Хаджи Генчо прекрасно понимает, что или дедушка Либен выдумывает, или монах был из тех, что соврут — недорого возьмут, но не противоречит, так как еще не пообедал. Он только бормочет себе под нос:
— Ах, ах, ах! Вот хорошо, вот мило!.. Так тебя и в Московии знают? Славно!.. Ай да бай Либен!
— Как же им не знать меня? Конечно, знают, — гордо повторяет дедушка Либен, устремляя гордый взгляд в потолок.
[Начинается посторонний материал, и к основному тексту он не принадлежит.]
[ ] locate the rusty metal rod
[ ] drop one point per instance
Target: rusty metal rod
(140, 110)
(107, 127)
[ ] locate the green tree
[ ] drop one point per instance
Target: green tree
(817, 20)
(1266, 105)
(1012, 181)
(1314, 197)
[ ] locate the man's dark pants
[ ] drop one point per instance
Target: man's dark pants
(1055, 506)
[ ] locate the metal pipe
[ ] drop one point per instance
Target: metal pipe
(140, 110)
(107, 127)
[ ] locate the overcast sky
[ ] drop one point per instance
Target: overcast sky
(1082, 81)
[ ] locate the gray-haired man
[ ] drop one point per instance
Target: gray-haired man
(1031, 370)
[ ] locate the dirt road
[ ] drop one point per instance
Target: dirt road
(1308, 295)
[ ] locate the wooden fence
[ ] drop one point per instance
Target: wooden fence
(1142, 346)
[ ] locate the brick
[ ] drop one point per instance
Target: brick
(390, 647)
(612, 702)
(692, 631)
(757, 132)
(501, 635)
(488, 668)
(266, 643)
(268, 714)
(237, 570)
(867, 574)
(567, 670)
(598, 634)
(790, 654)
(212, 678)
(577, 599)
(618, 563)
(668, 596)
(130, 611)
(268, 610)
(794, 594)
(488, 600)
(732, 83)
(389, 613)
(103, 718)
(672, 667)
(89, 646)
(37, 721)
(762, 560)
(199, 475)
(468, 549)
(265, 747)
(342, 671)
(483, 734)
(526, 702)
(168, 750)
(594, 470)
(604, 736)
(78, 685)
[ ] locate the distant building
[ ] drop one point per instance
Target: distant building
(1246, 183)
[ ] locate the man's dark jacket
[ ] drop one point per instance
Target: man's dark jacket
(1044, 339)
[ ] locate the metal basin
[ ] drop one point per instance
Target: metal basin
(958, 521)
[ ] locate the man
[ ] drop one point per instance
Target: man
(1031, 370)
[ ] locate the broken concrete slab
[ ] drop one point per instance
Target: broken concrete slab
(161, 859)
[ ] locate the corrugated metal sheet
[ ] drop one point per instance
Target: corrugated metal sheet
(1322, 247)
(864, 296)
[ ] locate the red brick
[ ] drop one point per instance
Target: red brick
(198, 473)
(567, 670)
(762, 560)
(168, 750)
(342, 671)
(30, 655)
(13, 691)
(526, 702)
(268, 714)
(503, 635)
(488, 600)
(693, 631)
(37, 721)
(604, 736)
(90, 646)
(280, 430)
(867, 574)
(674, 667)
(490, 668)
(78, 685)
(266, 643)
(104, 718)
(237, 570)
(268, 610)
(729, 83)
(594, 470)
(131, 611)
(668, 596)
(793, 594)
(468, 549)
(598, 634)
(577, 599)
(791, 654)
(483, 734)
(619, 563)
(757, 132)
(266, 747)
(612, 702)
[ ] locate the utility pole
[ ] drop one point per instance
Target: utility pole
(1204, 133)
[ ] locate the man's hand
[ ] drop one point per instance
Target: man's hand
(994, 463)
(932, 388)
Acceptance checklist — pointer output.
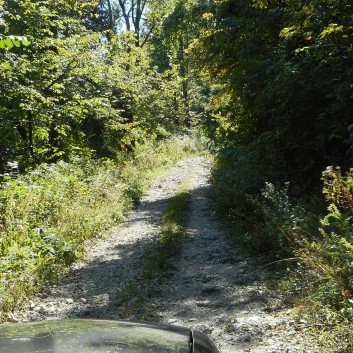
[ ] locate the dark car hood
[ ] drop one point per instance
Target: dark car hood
(100, 336)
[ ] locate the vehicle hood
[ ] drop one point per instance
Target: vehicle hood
(100, 336)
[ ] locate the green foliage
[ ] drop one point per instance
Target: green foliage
(169, 243)
(46, 215)
(282, 68)
(330, 257)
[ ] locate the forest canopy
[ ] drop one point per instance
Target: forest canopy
(267, 83)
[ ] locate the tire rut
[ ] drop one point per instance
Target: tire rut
(214, 287)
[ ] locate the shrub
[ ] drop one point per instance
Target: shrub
(47, 214)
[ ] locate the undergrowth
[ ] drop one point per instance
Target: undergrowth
(313, 246)
(47, 214)
(173, 232)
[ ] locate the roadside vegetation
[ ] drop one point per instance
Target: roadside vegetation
(47, 214)
(268, 83)
(169, 244)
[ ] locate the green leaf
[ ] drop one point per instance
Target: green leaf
(7, 66)
(8, 43)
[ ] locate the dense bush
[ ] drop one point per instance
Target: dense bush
(46, 215)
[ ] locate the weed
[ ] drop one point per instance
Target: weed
(47, 214)
(169, 243)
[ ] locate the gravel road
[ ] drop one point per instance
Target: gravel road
(214, 287)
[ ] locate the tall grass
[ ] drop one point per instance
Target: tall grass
(46, 215)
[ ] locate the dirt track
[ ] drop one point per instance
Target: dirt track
(213, 289)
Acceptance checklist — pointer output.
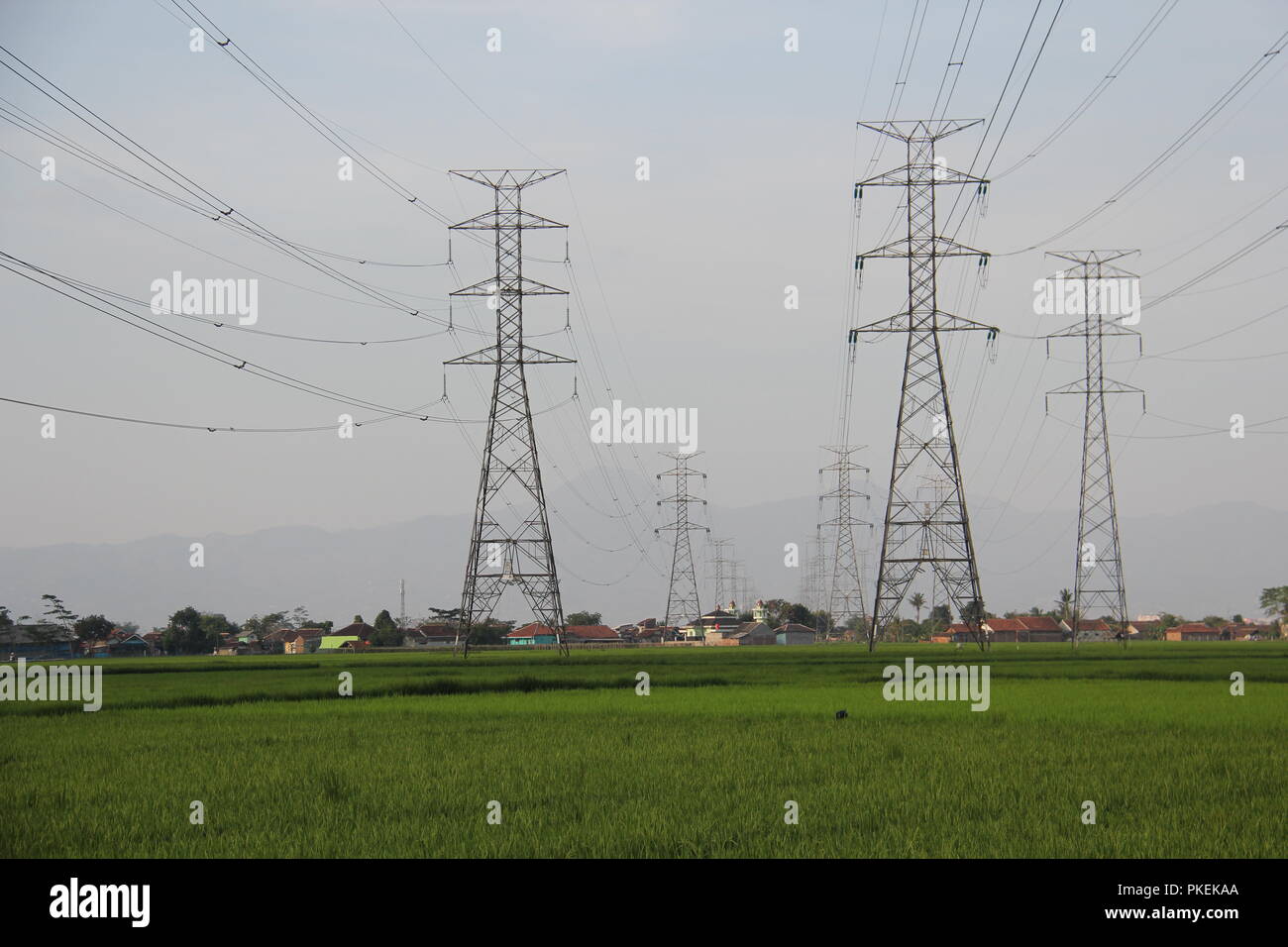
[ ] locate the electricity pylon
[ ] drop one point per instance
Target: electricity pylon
(1098, 579)
(845, 587)
(719, 562)
(923, 437)
(682, 599)
(510, 540)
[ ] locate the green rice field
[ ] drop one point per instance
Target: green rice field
(703, 766)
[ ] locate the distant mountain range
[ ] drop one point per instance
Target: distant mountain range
(1214, 560)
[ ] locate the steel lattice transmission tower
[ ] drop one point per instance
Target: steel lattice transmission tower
(510, 541)
(923, 437)
(845, 586)
(717, 565)
(1098, 581)
(682, 600)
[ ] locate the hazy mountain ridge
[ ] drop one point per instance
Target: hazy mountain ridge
(1214, 560)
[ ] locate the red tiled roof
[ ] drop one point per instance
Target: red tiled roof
(531, 630)
(1038, 622)
(591, 633)
(1098, 625)
(1005, 625)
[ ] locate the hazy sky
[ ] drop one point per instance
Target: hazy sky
(752, 155)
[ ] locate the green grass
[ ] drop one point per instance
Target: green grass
(702, 767)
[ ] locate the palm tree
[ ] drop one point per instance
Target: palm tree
(1064, 602)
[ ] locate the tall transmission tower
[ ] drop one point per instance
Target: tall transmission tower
(719, 566)
(682, 599)
(845, 586)
(923, 437)
(1098, 581)
(510, 540)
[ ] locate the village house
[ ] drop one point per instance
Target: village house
(793, 633)
(591, 634)
(715, 620)
(38, 641)
(1024, 628)
(1193, 631)
(432, 637)
(304, 641)
(532, 633)
(335, 642)
(1091, 630)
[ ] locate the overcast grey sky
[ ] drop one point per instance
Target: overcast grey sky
(752, 153)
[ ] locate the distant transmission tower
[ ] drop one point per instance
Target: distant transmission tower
(845, 586)
(682, 600)
(510, 541)
(720, 565)
(923, 437)
(1098, 581)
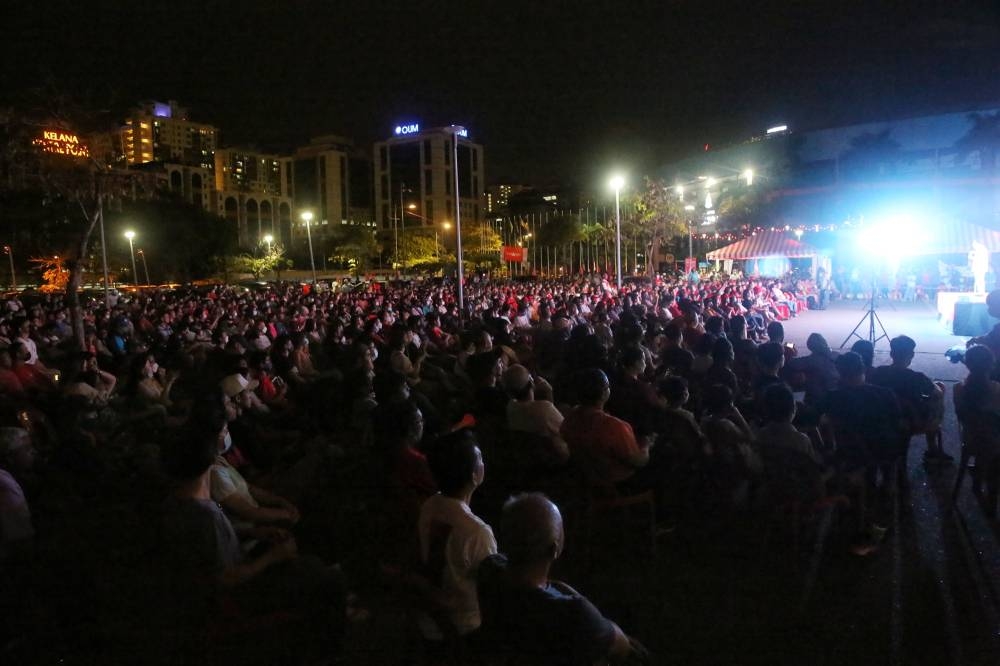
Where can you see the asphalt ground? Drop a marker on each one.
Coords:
(719, 592)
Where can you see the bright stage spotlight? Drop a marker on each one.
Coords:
(885, 243)
(892, 239)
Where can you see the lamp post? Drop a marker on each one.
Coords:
(10, 255)
(307, 218)
(145, 266)
(437, 245)
(130, 235)
(456, 131)
(617, 182)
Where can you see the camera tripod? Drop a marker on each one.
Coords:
(871, 320)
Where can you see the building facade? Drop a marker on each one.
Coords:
(330, 178)
(414, 180)
(162, 133)
(252, 193)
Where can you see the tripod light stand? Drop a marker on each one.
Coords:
(870, 321)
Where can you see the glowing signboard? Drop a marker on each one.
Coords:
(59, 142)
(411, 128)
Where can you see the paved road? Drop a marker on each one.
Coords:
(941, 605)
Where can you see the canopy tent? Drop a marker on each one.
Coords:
(764, 244)
(952, 237)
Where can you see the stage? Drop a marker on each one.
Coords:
(946, 301)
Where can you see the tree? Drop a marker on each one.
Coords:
(661, 213)
(417, 248)
(983, 136)
(54, 273)
(353, 243)
(871, 154)
(42, 153)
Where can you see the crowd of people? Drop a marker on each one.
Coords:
(238, 412)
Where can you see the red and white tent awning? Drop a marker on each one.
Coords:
(764, 244)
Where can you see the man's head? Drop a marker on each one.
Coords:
(993, 303)
(776, 332)
(674, 390)
(901, 349)
(16, 452)
(194, 453)
(779, 404)
(456, 463)
(817, 344)
(531, 530)
(851, 369)
(632, 360)
(866, 350)
(484, 368)
(979, 359)
(771, 356)
(517, 382)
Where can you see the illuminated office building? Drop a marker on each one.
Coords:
(162, 133)
(331, 178)
(253, 192)
(413, 174)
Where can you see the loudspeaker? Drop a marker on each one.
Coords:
(972, 319)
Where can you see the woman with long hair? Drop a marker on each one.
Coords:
(977, 404)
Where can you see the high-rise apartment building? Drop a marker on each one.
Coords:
(414, 180)
(498, 196)
(331, 179)
(252, 191)
(162, 133)
(158, 132)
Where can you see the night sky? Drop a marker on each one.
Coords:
(557, 92)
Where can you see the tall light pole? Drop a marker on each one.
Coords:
(307, 218)
(617, 182)
(456, 130)
(10, 255)
(689, 208)
(104, 259)
(437, 244)
(145, 266)
(130, 235)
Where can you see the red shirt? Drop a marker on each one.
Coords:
(607, 441)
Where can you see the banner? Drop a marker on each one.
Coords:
(513, 253)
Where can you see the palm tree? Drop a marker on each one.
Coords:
(983, 137)
(872, 154)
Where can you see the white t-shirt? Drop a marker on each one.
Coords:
(225, 480)
(539, 417)
(469, 542)
(15, 517)
(31, 348)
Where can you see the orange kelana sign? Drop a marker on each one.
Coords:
(59, 142)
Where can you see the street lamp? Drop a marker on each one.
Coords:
(307, 218)
(456, 132)
(437, 246)
(617, 182)
(130, 235)
(145, 266)
(10, 255)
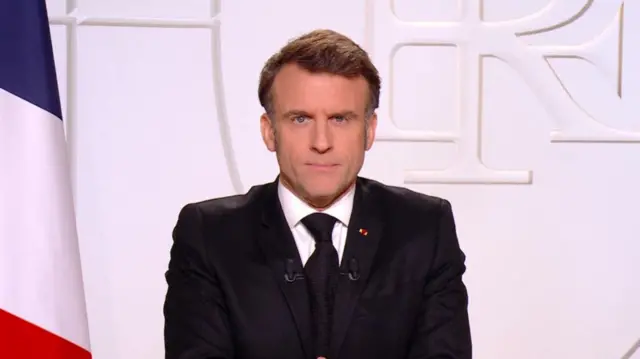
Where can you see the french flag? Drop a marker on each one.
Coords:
(42, 305)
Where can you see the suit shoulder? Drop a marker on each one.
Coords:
(225, 206)
(396, 196)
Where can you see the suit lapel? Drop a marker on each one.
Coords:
(363, 236)
(278, 245)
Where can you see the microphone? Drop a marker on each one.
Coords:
(290, 275)
(353, 271)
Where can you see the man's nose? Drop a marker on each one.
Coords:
(321, 140)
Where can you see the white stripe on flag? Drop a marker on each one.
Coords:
(40, 276)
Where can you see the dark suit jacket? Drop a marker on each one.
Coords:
(228, 298)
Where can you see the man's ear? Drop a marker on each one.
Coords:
(268, 133)
(372, 122)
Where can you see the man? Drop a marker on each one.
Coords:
(321, 262)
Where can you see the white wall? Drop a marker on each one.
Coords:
(513, 115)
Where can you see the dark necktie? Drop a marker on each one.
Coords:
(321, 271)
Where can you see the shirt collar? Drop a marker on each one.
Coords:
(295, 209)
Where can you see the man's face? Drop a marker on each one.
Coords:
(317, 130)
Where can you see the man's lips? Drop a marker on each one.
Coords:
(322, 166)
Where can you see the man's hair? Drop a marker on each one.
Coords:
(321, 51)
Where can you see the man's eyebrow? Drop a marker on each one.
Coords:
(296, 113)
(346, 113)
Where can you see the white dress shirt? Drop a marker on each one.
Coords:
(295, 210)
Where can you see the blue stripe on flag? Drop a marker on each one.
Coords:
(27, 67)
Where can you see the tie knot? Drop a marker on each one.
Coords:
(320, 225)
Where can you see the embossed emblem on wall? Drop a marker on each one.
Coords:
(577, 117)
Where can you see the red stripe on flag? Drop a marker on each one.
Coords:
(21, 339)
После обеда разговор друзей принимает другое направление.
— А скажи, бай Либен, какая страна лучше: Болгария или Валахия? — спрашивает Хаджи Генчо.
— Я не бывал в Валахии, Хаджи, но могу сказать, что Болгария лучше, чем Сербия.
— Ну, уж извини, бай Либен: я был и в Сербии и в Валахии, и всегда скажу, что Валахия лучше Болгарии, а румыны лучше болгар: у них кушанья и вино даже получше твоих.
— А я тебе говорю, Хаджи, что ты врешь, как косматый цыган! — сердито кричит дедушка Либен. — Ну, признайся, Хаджи, признайся! Ну скажи, положа руку на сердце: ведь соврал, правда? Как русские приходили, — продолжает он, — пивал я и московское вино, и румынское, и сербское, и прямо скажу, как на духу, что у румын и у русских оно просто дрянь, а водка их сливами пахнет.
— Я с тобой, дедушка Либен, никак не могу согласиться и повторяю, что румынское вино — настоящая кровь; густое, как деготь, и вкусное, такое вкусное — ну выразить невозможно!